A MUSEUM befitting a queen

For more than three quarters of a century the fashionable old club house at Saratoga Race Track, sheltered amidst its tree-shaded lawns, has seen notable personages and manners of several eras of race track history, and some of the turf's greatest horses. Across from its entrance gates stands the National Museum of Racing, a shrine to honor and perpetuate the tradition of Saratoga, which to many is the dowager queen of American running courses. Beginning this week, and for the balance of the week which runs through Aug. 31, hundreds of track buffs will cross Union Avenue and succumb to the nostalgia of racing lore.
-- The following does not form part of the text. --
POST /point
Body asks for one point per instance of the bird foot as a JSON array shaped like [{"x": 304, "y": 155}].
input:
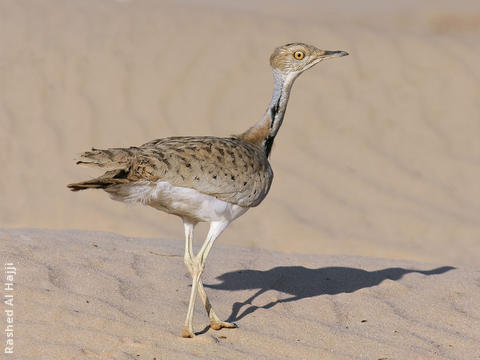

Completed two years ago, the colonial red-brick, white-columned building serves as a permanent home for an ever-growing collection of distinguished paintings and racing memorabilia. It thrives under the presidency of Walter M. Jeffords, noted sportsman and horse owner. In the museum are housed the racing silks (right) of most of the great stables of America. In a long glass case that circles the main gallery, the colors that have been watched by thousands of eager eyes on hundreds of tracks hang shimmering in dignified profusion.

Above the silks, and in several other galleries, hang fine old and contemporary paintings of immortals among the breed of racing Thoroughbreds. Horse lovers will be moved by the impressively handsome canvas painted by F. B. Voss in 1919 of Man o' War as a 2-year-old. Or by the Konrad portrait of Sun Beau, high money winner until he was toppled from his throne by Seabiscuit. Or by paintings (in the room shown at right) of Citation, Hill Prince, Gallant Fox, Equipoise, War Admiral, Iriquoise, Epinard, Mahmoud, Domino or Native Dancer—names that ring with the excitement of the winner's circle.

A painting of the first Futurity, run at the Coney Island Jockey Club in 1888 (at upper left in color page), is a glimpse of a golden era, and cases of gleaming trophies are tangible proof of the delights of winning.

This season a new wing has been opened at the museum to house the portraits of the men whom the museum honors as Patrons of the Turf. This gallery of sportsmen is a distinguished one, and the roster, beginning with George Washington, includes James B. Haggin, John Banks Campbell, William Woodward, Elisha Warfield, Leonard Jerome, Francis Morris, George D. Widener, William C. Whitney, Joseph E. Widener, Matt Winn, William R. Travers, Stephen Sanford, Barak G. Thomas, Andrew Jackson, James R. Keene, Sanders D. Bruce and J. K. G. Lawrence.


The main gallery in the National Museum of Racing at Saratoga Springs, N.Y. is an eye-filling shrine of horse racing color and lore. Ranged along the walls in shimmering splendor are the silks of more than 100 famous American stable owners, while above them hangs part of the museum's fine collection of paintings of horses who have made turf history. Included in this group are portraits of Equipoise, One Count, Hill Prince and Swaps.